Gibberella circinata
(pitch canker)

G. circinata gained its reputation as an invasive pest following its discovery in California, USA, in 1986. Although the disease was well established by that time, it is clear the infestation expanded rapidly over the next 10 years. For example, surveys revealed no evidence of pitch canker in the native forest on the Monterey Peninsula prior to 1992. Thereafter, the incidence and severity of the disease increased dramatically. The rapid development of pitch canker in coastal California can be attributed to the widespread availability of a highly susceptible host (Pinus radiata), a conducive climate and an abundance of pine-associated insects capable of serving as vectors and wounding agents. Since the discovery of pitch canker in California, the disease has also been found in Japan where it appears to be a recent introduction (Wikler and Gordon, 2000). G. circinata has also become established as a pathogen in pine seedling nurseries in South Africa (Viljoen et al., 1994), Spain (Dwinell, 1999b) and Chile (Wingfield et al., 2002). The ability of the pathogen to be moved as infested seed, to survive in soil and to establish latent infections on seedlings greatly facilitate its potential for dispersal and establishment wherever susceptible pines are grown.

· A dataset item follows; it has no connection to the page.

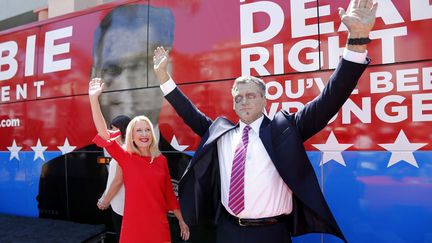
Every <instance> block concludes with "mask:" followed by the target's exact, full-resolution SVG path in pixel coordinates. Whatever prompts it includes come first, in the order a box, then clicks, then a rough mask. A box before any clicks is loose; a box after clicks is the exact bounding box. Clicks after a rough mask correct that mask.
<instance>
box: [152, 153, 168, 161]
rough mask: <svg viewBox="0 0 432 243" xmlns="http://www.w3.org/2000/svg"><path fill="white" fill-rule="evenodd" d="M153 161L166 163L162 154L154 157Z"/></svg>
mask: <svg viewBox="0 0 432 243" xmlns="http://www.w3.org/2000/svg"><path fill="white" fill-rule="evenodd" d="M154 159H155V160H160V161H167V160H166V157H165V156H164V155H163V154H162V153H161V154H159V155H158V156H156V157H155V158H154Z"/></svg>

In the USA, pitch canker occurs in nine states in the south-east and in coastal, but not inland, areas of California. There is a single report of pitch canker from the state of Indiana on nursery stock of P. strobus. Records for the states of Washington and Massachusetts which were published in the 1998 CABI/EPPO distribution map for G. circinata are incorrect; pitch canker has never been reported from these states (Ridley and Dick, 2000). Records of pitch canker from Italy (Motta, 1986) and Iraq (Khalisy et al., 1981) are questionable. These reports were based on isolation of Fusarium moniliforme var. subglutinans from seed (Italy) or nursery stock exhibiting damping-off (Iraq). Due to the ambiguous taxonomy of the pine pathogen over time (see Notes on Taxonomy and Nomenclature) and the fact that pathogenicity of these isolates to pines was not demonstrated, it is uncertain whether these were the pitch canker pathogen. The absence of any subsequent reports from these areas suggests they were not. No further observations on the occurrence of pitch canker in Haiti have been published since the original report by Hepting in 1953. In Mexico, the disease is known from at least 15 states. In Chile and South Africa the disease is now well established but is known only from nurseries. It is present in Japan but may be more important in Korea (J Kim, University of Seoul, Korea, personal communication).

Pitch canker is a disease of great concern to countries where Pinus radiata is an important timber species. Thus quarantine restrictions are in force in New Zealand and Australia. Contaminated seed probably poses the greatest risk for introduction of the pathogen to new areas.

The distinction drawn in the list of hosts between 'main' and 'other' hosts is somewhat arbitrary, and is based primarily on published reports of economic damage. The most important cultivated hosts are Pinus radiata, P. patula, P. elliotii var. elliotii, P. taeda and P. virginiana. Other hosts are less damaged because they are either: inherently less susceptible to the pathogen; exposed to lower disease pressure due to location, climate or levels of insect vector activity; or found in natural or less intensively managed systems. Further information on relative susceptibility of some of these hosts can be obtained from the literature (Dwinell, 1978; Dwinell et al., 1985; Storer et al., 1997; Guerra-Santos, 1999; Hodge and Dvorak, 2000; Gordon et al., 2001).

In addition to the species listed in the table, which have been observed to be naturally infected, a number of hosts have been discovered through artificial inoculations in the greenhouse or laboratory. These include Pinus contorta var. murryana, P. eldarica [P. brutia var. eldarica], P. jeffreyi, P. lambertiana and P. monophylla (McCain et al., 1987; Storer et al., 1994; Gordon et al., 1996, 1998a).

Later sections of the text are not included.